A flock of chickens surround a nestlike basket. Birds cover a wall and dangle from the ceiling. Dyed recycled T-shirts are rendered into rugs and tapestries with semi-traditional Mayan designs.

Fashioned by craftspeople from Central and South America, these handmade talismans give a tropical vibe to “Mother Earth: Fine Fiber Art From the Middle of the Americas” at the Amy Kaslow Gallery. In addition to castoff T-shirts, the raw materials include palm fronds, native woods, recycled paper and tiny beads.

Produced mostly by members of cooperatives, the artworks draw heavily on indigenous plant and animal motifs. Although the members of Guatemala’s Multicolores Collective often employ geometric designs, animal forms nestle between the bars, diamonds and zigzags. The Emberá and Wounaan weavers — from Panama and Colombia, respectively — weave jar-shaped baskets as well as ritual bird masks with elaborate plumage and protruding beaks. Colombia’s Casanare Sculptors construct animal heads from secondhand material that is given a jewel-like finish with delicate beadwork.

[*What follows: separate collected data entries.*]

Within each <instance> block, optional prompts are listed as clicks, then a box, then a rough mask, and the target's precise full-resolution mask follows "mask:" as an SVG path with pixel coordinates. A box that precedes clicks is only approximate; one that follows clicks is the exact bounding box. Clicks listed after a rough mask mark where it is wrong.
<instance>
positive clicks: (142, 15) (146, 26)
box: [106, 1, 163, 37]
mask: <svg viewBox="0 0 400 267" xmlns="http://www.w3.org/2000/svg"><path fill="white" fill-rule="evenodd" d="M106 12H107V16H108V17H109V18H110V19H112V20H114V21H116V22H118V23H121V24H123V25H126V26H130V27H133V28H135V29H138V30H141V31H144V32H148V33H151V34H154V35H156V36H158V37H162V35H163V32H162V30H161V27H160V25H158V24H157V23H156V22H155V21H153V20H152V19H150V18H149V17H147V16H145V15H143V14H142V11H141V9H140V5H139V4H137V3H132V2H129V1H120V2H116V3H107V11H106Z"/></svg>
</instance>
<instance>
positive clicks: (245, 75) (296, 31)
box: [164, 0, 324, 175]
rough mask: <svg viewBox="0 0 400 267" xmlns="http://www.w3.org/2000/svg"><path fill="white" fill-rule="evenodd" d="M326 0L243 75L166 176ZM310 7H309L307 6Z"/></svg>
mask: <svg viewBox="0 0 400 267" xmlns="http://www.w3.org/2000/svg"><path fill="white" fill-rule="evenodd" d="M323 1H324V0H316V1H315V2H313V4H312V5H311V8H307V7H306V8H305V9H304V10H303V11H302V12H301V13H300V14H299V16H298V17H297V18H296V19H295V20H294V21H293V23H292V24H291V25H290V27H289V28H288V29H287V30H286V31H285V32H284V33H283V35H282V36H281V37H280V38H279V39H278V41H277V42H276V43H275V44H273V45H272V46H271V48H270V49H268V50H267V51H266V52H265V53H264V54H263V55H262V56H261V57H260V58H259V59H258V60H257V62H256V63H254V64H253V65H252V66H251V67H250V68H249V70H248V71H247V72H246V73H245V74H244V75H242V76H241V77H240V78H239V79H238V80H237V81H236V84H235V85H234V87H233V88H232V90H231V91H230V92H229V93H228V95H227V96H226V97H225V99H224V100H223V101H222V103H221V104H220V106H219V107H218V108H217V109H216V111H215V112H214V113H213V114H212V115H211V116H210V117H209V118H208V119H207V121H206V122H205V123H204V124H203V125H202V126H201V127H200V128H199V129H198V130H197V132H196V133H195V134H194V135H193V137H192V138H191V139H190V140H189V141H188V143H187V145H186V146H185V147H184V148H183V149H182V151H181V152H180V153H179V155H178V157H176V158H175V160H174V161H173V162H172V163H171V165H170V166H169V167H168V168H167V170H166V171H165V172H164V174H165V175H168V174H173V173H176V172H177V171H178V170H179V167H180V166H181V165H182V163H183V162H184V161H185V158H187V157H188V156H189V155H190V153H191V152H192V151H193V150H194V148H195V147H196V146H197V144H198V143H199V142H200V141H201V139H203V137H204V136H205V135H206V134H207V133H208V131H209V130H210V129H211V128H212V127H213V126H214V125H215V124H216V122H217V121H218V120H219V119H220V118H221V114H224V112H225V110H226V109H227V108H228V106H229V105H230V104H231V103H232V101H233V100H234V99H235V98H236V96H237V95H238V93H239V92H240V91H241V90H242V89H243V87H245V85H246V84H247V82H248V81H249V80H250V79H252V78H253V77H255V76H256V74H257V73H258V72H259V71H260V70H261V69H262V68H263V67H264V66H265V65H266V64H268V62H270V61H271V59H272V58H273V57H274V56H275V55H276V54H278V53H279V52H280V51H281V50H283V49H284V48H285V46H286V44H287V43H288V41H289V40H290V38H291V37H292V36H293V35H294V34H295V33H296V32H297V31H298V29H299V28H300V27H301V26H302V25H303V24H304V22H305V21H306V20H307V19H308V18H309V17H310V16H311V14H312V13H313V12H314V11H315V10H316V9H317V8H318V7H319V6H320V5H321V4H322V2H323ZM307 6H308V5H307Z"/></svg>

Juan Carlos Arango and Angela Matiz, also from Colombia, repurpose leftover wood to make mobiles of streamlined birds whose pencil-like bodies are dwarfed by large rippling wings. “Mother Earth” both celebrates nature’s abundance and demonstrates human ingenuity.

Mother Earth: Fine Fiber Art From the Middle of the Americas Through Oct. 1 at Amy Kaslow Gallery, 7920 Norfolk Ave., Bethesda. amykaslowgallery.com.